А закалила этот характер Великая Отечественная война, в которой жители Жиздры очень сильно пострадали. К августу 1943 года, когда Красная Армия освободила город, множество домов были разрушены бомбардировками или сожжены нацистами - методично, улица за улицей. За два с небольшим года оккупации треть жиздринцев погибли, попали в плен или были депортированы в Германию. К концу войны из тридцати тысяч населения Жиздры осталось только три тысячи. Центр города превратился в кучи мусора и битого кирпича. Местная легенда гласит, что райцентр планировалось перенести в соседнее село Зикеево, но Сталин, демонстрируя государственную заботу, отказался дать добро на перенос. Своим привычным синим карандашом, которым он подписал так много смертных приговоров, он спас город, начертав на документе: «Война не должна стирать с лица Земли наши города»[160]
.Русские часто одержимы своей военной историей. Да и как не быть, если во время Второй мировой войны мы потеряли больше народу, чем любая другая нация, включая Германию. Здесь в Жиздре, где вовсю полыхала партизанская война и осталось множество братских могил, даже через два-три поколения люди не могут забыть об этом.

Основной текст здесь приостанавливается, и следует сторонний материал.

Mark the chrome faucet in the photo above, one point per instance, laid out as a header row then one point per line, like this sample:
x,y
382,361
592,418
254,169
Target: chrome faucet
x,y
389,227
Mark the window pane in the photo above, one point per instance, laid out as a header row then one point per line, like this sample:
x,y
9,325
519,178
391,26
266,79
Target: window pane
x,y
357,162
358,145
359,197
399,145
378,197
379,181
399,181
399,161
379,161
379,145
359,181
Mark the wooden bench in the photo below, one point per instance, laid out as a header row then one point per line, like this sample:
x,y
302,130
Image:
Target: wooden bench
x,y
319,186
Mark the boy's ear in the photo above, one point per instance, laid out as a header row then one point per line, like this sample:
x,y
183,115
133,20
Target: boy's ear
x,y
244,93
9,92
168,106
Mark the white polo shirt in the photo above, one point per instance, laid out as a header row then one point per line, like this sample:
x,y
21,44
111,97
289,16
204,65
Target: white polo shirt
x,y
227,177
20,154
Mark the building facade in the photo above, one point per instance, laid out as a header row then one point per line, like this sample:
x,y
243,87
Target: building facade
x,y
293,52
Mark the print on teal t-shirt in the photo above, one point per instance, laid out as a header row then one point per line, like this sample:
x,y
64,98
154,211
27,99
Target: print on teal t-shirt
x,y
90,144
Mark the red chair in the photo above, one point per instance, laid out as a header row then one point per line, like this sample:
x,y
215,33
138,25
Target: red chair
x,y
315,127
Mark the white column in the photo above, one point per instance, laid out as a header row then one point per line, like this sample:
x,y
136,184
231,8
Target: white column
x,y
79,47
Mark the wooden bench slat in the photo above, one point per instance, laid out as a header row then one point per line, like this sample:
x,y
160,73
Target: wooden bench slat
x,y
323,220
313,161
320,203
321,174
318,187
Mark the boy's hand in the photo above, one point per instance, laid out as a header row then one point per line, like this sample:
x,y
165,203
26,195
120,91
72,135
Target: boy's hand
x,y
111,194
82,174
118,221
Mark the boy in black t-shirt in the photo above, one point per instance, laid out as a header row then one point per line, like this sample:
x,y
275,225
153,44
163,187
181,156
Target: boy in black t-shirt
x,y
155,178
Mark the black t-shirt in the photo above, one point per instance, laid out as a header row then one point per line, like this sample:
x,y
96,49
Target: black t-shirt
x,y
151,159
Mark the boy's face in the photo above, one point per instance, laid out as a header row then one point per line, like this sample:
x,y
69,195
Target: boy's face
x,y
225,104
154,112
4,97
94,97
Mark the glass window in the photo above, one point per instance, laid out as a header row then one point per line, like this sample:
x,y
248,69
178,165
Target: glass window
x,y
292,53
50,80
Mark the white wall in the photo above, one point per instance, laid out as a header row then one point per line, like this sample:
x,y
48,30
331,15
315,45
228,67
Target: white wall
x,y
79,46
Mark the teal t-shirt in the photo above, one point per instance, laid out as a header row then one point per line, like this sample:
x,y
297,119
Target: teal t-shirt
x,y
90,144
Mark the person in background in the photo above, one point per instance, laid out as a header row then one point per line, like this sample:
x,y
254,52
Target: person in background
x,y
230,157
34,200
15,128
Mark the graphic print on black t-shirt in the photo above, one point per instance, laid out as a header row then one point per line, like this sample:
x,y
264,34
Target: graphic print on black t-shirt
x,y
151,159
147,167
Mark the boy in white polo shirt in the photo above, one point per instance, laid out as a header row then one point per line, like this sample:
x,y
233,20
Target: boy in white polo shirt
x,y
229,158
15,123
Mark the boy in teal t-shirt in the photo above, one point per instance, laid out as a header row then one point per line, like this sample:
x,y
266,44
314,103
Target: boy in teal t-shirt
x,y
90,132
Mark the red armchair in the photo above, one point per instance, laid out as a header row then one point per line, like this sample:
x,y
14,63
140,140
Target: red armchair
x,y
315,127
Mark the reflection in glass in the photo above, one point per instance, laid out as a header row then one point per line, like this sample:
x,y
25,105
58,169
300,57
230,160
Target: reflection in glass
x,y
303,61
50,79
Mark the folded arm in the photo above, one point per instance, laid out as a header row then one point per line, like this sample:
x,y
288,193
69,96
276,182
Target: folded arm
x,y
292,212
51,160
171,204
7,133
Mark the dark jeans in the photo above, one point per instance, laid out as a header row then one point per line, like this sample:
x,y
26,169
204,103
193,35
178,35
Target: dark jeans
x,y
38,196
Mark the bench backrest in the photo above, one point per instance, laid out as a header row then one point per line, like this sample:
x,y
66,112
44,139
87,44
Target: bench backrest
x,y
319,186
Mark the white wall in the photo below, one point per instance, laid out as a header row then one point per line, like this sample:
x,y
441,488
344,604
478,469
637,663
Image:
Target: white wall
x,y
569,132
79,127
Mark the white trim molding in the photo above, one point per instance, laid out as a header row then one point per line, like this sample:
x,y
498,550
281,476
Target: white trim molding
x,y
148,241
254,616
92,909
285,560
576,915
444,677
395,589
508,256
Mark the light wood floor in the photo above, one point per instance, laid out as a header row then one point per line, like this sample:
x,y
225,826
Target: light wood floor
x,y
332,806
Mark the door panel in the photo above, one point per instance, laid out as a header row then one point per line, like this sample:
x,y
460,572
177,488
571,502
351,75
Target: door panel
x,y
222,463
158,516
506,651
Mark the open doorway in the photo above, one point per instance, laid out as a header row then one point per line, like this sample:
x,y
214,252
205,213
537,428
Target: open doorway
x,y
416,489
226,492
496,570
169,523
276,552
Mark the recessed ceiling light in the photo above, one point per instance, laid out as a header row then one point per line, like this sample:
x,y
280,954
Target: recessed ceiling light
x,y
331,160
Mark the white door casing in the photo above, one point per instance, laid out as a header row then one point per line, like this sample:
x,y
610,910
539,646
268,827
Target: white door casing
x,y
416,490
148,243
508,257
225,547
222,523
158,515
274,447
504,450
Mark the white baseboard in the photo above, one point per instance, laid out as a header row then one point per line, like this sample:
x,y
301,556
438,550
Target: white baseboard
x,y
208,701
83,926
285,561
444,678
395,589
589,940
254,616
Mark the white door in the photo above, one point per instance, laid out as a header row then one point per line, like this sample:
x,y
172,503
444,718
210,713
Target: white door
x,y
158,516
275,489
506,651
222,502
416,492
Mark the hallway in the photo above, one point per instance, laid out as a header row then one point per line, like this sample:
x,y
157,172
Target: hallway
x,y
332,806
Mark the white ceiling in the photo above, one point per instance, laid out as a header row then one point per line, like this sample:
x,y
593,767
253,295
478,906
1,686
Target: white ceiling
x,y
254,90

В послевоенное время жиздринцы отстроили свой город; восстановление шло рука об руку с возданием почестей ветеранам, в том числе героям советского Западного фронта. В окрестностях Васьково находятся четыре братские могилы, отмеченные традиционными обелисками с черными мемориальными плитами: «Здесь покоятся неизвестные партизаны и солдаты Советской Армии, героически погибшие за Родину в 1942-1943 годах»[161]
. Плита с именем Леонида размещена на монументе в центральном городском саду, позади обшарпанной статуи Ленина. Надпись на ней гласит: «Воины 413-й стрелковой дивизии, павшие в боях за освобождение Жиздры». Не все бойцы, чья память там увековечена, были военнослужащими этой дивизии, во всяком случае, старший лейтенант Хрущёв не был, да и реально в земле лежат не все из упомянутых на четырёх плитах. Но, как пояснил муниципальный служащий Николай, местные жители гордятся всеми, кто отдал свою жизнь за освобождение их города от фашистов.Возможно, эти обелиски и памятники, высящиеся в провинциальном городке и его окрестностях, говорят о том, что память о пережитых страданиях - единственное, чем эти люди могут гордиться, единственное, что у них осталось после военной разрухи и послевоенного небрежения со стороны государства. Отстраивать заново после 1945 года пришлось не только Жиздру, но и окрестные деревни и села - как то же Васьково. Пережившее и коммунистическую коллективизацию, и постсоветскую безысходность, Васьково до сих пор сохраняет признаки жизни, но его немногие обитатели вынуждены иметь дело с раскисшими дорогами, перебоями электричества, отсутствием горячей воды и современных удобств. Жизнь Павла Уборятова - живой пример этой картины упадка. Его жена умерла много лет назад, дети разъехались по городам в поисках работы и лучшей жизни, а он остался жить один-одинешенек в своём родном лесу, коротая время с призраками прошлого.
После короткого обмена любезностями на холоде Павел пригласил нас в дом и усадил за стол, стоящий посреди комнаты рядом с русской печкой. Печь эта, сохранявшая зимой тепло, а летом прохладу, служила ему местом для сна. Павел угостил нас чаем из самовара и чёрствыми печеньями. Нашим вкладом в небогатое застолье стала коробка зефира в шоколаде, которую мы с Ксенией привезли из Москвы.
Наслаждаясь сладостью, старик говорил о величии и славе России, о том, что добро, по его убеждению, всегда побеждает зло. «С помощью этих вот волшебных лесов сильная духом русская земля всегда отражала нашествие врагов, - сказал он. - Наши партизаны вместе с Красной Армией похоронили честолюбивые замыслы немцев. Мы противостоим злу, которое всегда приходит к нам с Запада. С четырнадцатого века - сначала тевтонские рыцари, потом фашисты, теперь вот Америка хочет нас захватить. И мы благодарны Путину за то, что он даёт отпор иностранному империализму»[162]
.При этом он строго взглянул на меня, хотя я не говорила, что живу в Нью-Йорке.
Пятьсот лет люди, живущие в Смоленской, Калужской, Брянской областях, уверены, что в их лесах обитает нечистая сила. Кровь, пролитая здесь за несколько веков, сделала эти места объектом легенд, наподобие Шервудского леса Робина Гуда. В пятнадцатом веке, когда Россия стала царством, претендующим на роль павшей Византии в качестве оплота православного мира, её правители отвели этим землям роль форпоста на пути возможного вторжения польско-литовских армий.